Coloration. Generally deep orange-red overall. Cornea dark brown.

Remarks. Lithodes longispina has been accorded a wide distribution outside of Japan including Australia, New Zealand, and the central Pacific ( Midway Island) but recent studies indicate a much more limited range for the species. Ahyong (2010) showed that the New Zealand and Australian records of L. longispina were referable to several other species, primarily L. aotearoa Ahyong, 2010 , L. australiensis Ahyong, 2010 , and L. richeri Macpherson, 1990 . Takeda's (1974) Midway Island record does not appear to be L. longispina . Takeda (1974: pl. 1, fig. 1) shows the pereiopod 2–4 meri to be distinctly longer than the carapace; his record could be referable to L. paulayi Macpherson & Chan, 2008 , described from Guam. Thus, until now, L. longispina was known with certainty only from Japan. Three species of Lithodes are now known from Taiwan: L. turritus , L. formosae and L. longispina , each of which has long spines on the carapace and walking legs persisting into at least the early adult stage. Lithodes longispina is distinguished from L. formosae and L. turritus by carapace ornamentation. Lithodes longispina and L. formosae have a distinctly upraised rostrum, which in L. turritus , is almost horizontal. Lithodes longispina can be distinguished from L. formosae by having one instead of two long dorsal branchial spines in adults (posterior dorsal branchial spine very short or obsolete), and lacking a row of small corneous spines on the flexor margins of the walking legs (Ahyong et al. 2010).

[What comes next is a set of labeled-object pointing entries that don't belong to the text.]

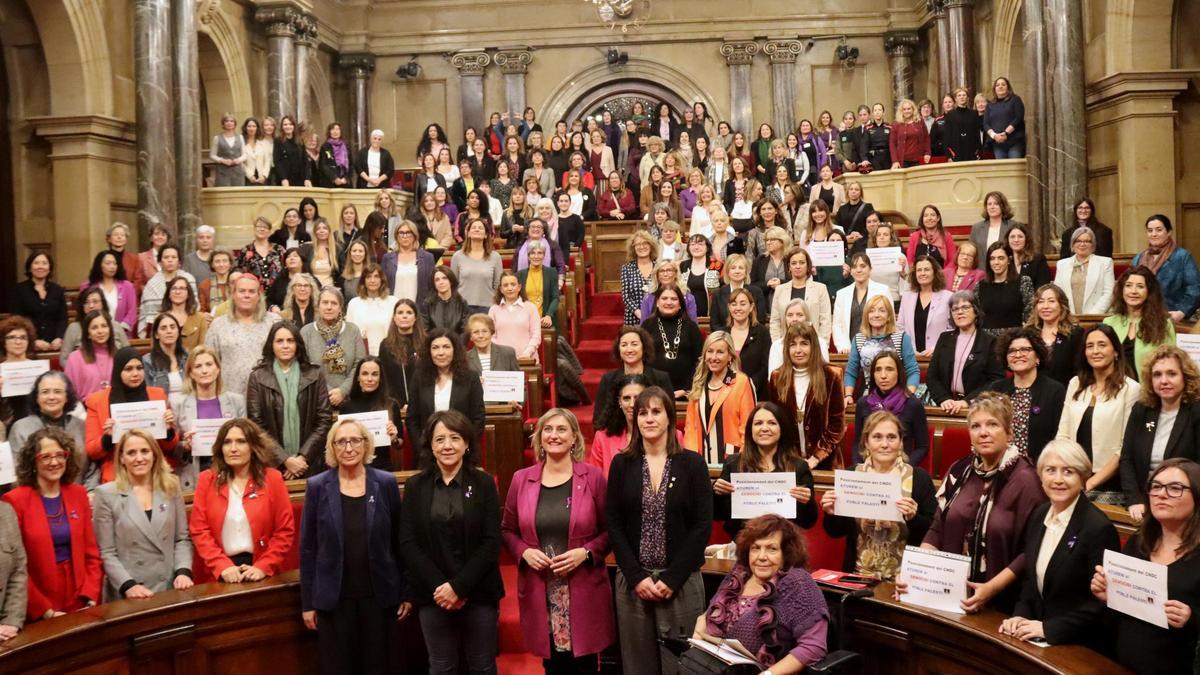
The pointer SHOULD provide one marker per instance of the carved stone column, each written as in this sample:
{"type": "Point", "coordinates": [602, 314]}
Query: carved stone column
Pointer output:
{"type": "Point", "coordinates": [359, 69]}
{"type": "Point", "coordinates": [738, 55]}
{"type": "Point", "coordinates": [281, 70]}
{"type": "Point", "coordinates": [155, 111]}
{"type": "Point", "coordinates": [783, 83]}
{"type": "Point", "coordinates": [472, 64]}
{"type": "Point", "coordinates": [961, 43]}
{"type": "Point", "coordinates": [187, 121]}
{"type": "Point", "coordinates": [514, 64]}
{"type": "Point", "coordinates": [937, 7]}
{"type": "Point", "coordinates": [900, 47]}
{"type": "Point", "coordinates": [1055, 133]}
{"type": "Point", "coordinates": [306, 43]}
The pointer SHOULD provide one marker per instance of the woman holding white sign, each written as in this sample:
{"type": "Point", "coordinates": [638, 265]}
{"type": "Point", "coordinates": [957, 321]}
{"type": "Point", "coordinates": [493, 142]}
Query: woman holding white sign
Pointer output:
{"type": "Point", "coordinates": [1067, 539]}
{"type": "Point", "coordinates": [203, 398]}
{"type": "Point", "coordinates": [129, 386]}
{"type": "Point", "coordinates": [875, 547]}
{"type": "Point", "coordinates": [1169, 536]}
{"type": "Point", "coordinates": [772, 446]}
{"type": "Point", "coordinates": [984, 506]}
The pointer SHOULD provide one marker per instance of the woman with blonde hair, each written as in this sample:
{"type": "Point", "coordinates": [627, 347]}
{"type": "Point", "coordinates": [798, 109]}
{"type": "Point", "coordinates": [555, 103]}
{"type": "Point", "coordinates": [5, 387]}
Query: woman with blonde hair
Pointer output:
{"type": "Point", "coordinates": [810, 392]}
{"type": "Point", "coordinates": [875, 547]}
{"type": "Point", "coordinates": [142, 561]}
{"type": "Point", "coordinates": [564, 593]}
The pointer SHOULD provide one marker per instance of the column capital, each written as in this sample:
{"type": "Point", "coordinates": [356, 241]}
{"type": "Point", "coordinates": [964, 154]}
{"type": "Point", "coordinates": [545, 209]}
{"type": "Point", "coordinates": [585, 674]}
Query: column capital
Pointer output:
{"type": "Point", "coordinates": [900, 43]}
{"type": "Point", "coordinates": [471, 61]}
{"type": "Point", "coordinates": [357, 65]}
{"type": "Point", "coordinates": [783, 51]}
{"type": "Point", "coordinates": [515, 60]}
{"type": "Point", "coordinates": [739, 53]}
{"type": "Point", "coordinates": [280, 21]}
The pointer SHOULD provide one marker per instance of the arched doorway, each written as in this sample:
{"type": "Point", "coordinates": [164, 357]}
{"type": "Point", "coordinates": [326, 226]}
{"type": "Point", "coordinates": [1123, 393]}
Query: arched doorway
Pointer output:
{"type": "Point", "coordinates": [619, 96]}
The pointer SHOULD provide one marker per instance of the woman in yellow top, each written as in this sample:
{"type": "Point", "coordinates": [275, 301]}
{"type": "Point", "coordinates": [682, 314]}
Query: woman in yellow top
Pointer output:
{"type": "Point", "coordinates": [1139, 317]}
{"type": "Point", "coordinates": [719, 404]}
{"type": "Point", "coordinates": [540, 284]}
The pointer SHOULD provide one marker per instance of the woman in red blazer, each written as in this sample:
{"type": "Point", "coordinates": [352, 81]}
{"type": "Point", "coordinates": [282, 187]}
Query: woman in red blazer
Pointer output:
{"type": "Point", "coordinates": [65, 569]}
{"type": "Point", "coordinates": [127, 386]}
{"type": "Point", "coordinates": [252, 497]}
{"type": "Point", "coordinates": [563, 585]}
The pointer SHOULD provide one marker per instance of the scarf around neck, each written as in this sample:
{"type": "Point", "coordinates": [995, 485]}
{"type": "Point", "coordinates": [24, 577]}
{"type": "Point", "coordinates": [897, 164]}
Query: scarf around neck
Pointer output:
{"type": "Point", "coordinates": [289, 384]}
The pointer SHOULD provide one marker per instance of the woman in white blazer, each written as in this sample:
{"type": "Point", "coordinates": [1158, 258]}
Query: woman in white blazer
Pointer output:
{"type": "Point", "coordinates": [927, 280]}
{"type": "Point", "coordinates": [856, 294]}
{"type": "Point", "coordinates": [1102, 393]}
{"type": "Point", "coordinates": [816, 297]}
{"type": "Point", "coordinates": [142, 524]}
{"type": "Point", "coordinates": [1097, 292]}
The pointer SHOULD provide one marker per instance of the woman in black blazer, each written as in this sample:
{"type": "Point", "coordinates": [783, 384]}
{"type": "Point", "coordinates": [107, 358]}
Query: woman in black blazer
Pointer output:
{"type": "Point", "coordinates": [634, 350]}
{"type": "Point", "coordinates": [1056, 604]}
{"type": "Point", "coordinates": [659, 514]}
{"type": "Point", "coordinates": [1038, 414]}
{"type": "Point", "coordinates": [978, 366]}
{"type": "Point", "coordinates": [450, 543]}
{"type": "Point", "coordinates": [351, 583]}
{"type": "Point", "coordinates": [42, 302]}
{"type": "Point", "coordinates": [444, 381]}
{"type": "Point", "coordinates": [1165, 422]}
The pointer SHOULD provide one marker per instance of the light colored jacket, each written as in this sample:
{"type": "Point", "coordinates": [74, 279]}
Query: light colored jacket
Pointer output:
{"type": "Point", "coordinates": [816, 299]}
{"type": "Point", "coordinates": [135, 548]}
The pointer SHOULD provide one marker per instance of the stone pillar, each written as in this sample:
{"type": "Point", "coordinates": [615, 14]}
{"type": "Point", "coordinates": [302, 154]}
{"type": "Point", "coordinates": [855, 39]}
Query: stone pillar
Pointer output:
{"type": "Point", "coordinates": [945, 83]}
{"type": "Point", "coordinates": [514, 64]}
{"type": "Point", "coordinates": [154, 84]}
{"type": "Point", "coordinates": [187, 123]}
{"type": "Point", "coordinates": [783, 83]}
{"type": "Point", "coordinates": [900, 47]}
{"type": "Point", "coordinates": [1056, 141]}
{"type": "Point", "coordinates": [472, 64]}
{"type": "Point", "coordinates": [738, 55]}
{"type": "Point", "coordinates": [306, 43]}
{"type": "Point", "coordinates": [359, 69]}
{"type": "Point", "coordinates": [281, 70]}
{"type": "Point", "coordinates": [961, 43]}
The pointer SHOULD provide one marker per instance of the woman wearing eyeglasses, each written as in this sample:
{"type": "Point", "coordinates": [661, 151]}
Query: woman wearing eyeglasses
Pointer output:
{"type": "Point", "coordinates": [1168, 536]}
{"type": "Point", "coordinates": [351, 584]}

The two juvenile males collected in 2006 and 2008 were matched to the adult and identified as L. longispina through DNA barcoding (COI 657bp: 99.2–99.7% similarity, GenBank no. KU214586 View Materials –214588). Comparison of COI sequences of the Taiwanese specimens with available sequences of Japanese L. longispina in GenBank ( AB476813 View Materials –476817) showed 98.7–99.4% similarity.

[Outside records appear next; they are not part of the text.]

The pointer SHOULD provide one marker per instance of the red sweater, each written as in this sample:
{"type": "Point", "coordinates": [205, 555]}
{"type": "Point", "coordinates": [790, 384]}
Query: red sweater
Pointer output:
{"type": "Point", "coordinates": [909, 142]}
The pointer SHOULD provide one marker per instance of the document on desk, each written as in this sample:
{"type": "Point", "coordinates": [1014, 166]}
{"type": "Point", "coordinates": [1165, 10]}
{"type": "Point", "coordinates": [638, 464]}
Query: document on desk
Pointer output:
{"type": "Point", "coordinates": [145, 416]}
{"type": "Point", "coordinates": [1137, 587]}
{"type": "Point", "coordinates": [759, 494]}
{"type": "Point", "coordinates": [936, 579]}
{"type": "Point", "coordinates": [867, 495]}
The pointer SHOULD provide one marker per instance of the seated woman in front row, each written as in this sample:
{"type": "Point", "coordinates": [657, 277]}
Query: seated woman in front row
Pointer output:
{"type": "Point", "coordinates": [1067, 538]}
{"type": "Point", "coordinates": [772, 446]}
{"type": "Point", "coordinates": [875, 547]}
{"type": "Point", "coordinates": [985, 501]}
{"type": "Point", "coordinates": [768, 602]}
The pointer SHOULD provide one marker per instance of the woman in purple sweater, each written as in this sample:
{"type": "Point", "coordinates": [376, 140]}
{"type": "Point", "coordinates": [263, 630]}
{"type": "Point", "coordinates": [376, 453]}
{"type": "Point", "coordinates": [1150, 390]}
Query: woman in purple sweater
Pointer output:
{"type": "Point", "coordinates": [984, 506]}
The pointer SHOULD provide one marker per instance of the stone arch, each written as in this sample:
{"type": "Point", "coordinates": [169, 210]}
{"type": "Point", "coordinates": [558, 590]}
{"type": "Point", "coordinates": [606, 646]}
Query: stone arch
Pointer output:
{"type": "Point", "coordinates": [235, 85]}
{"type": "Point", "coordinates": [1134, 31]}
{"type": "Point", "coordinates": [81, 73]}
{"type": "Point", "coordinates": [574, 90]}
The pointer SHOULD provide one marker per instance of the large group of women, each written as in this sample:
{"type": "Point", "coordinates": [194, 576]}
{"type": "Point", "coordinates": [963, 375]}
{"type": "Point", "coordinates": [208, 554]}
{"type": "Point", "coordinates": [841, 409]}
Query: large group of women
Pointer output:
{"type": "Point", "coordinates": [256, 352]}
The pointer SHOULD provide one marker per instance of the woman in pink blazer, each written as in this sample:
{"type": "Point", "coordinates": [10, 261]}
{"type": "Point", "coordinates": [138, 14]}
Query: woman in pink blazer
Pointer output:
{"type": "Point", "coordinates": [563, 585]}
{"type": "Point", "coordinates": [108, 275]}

Morphologically, the Taiwanese specimens agree well with published accounts of L. longispina and a comparative topotypic specimen from Japan. The dorsal spines of the Taiwanese female are proportionally shorter than those of the size-matched male from Japan, but within the expected range of variation. As in other species of Lithodes , the juveniles have considerably longer dorsal spines than adults as figured by Ikeda (1998) for Japanese specimens.

Although all three specimens were collected from off southwestern Taiwan in relatively close proximity, the large female was collected by a French beam trawl ( Tsai et al. 2009) over a cold seep site together with dead shells of the bivalve Calyptogena (Archivesica) aff. nankaiensis Okutani, Kojima & Ashi, 1996 , which is restricted to chemosynthetic habitats ( Okutani et al. 1996; Sasaki et al. 2005). Lithodid crabs have been reported from seep and vent environments ( Martin & Haney 2005) but this is the first record of L. longispina from the vicinity of such habitats. Given that the female L. longispina was trawled, we cannot confirm whether it was living at the cold seep site or on adjacent nonchemosynthetic habitat; further investigations are required. Lithodes longispina is a large predator, so its occurrence at cold seeps, if confirmed, is of ecological importance.

Distribution. Previously known with certainty only from Japan, and now also found in Taiwan; 550–1699 m.

Acknowledgements. Grateful acknowledgements are extended to H. Ikeda of the Hayama Shiosai Museum, Kanagawa, for providing with us a specimen of Lithodes longispina from Japan; E. Krylova of P.P. Shirshov Institute of Oceanology, Moscow, and P. Bouchet of the Muséum national d’Histoire naturelle, Paris, for the identification of the bivalves collected at the cold seep site off southwestern Taiwan; C. H. Yang of the National Taiwan Ocean University for DNA analysis. This work is supported by research grants from the Ministry of Science and Technology, Taiwan, R.O.C. This is a contribution from the Australian Museum Research Institute.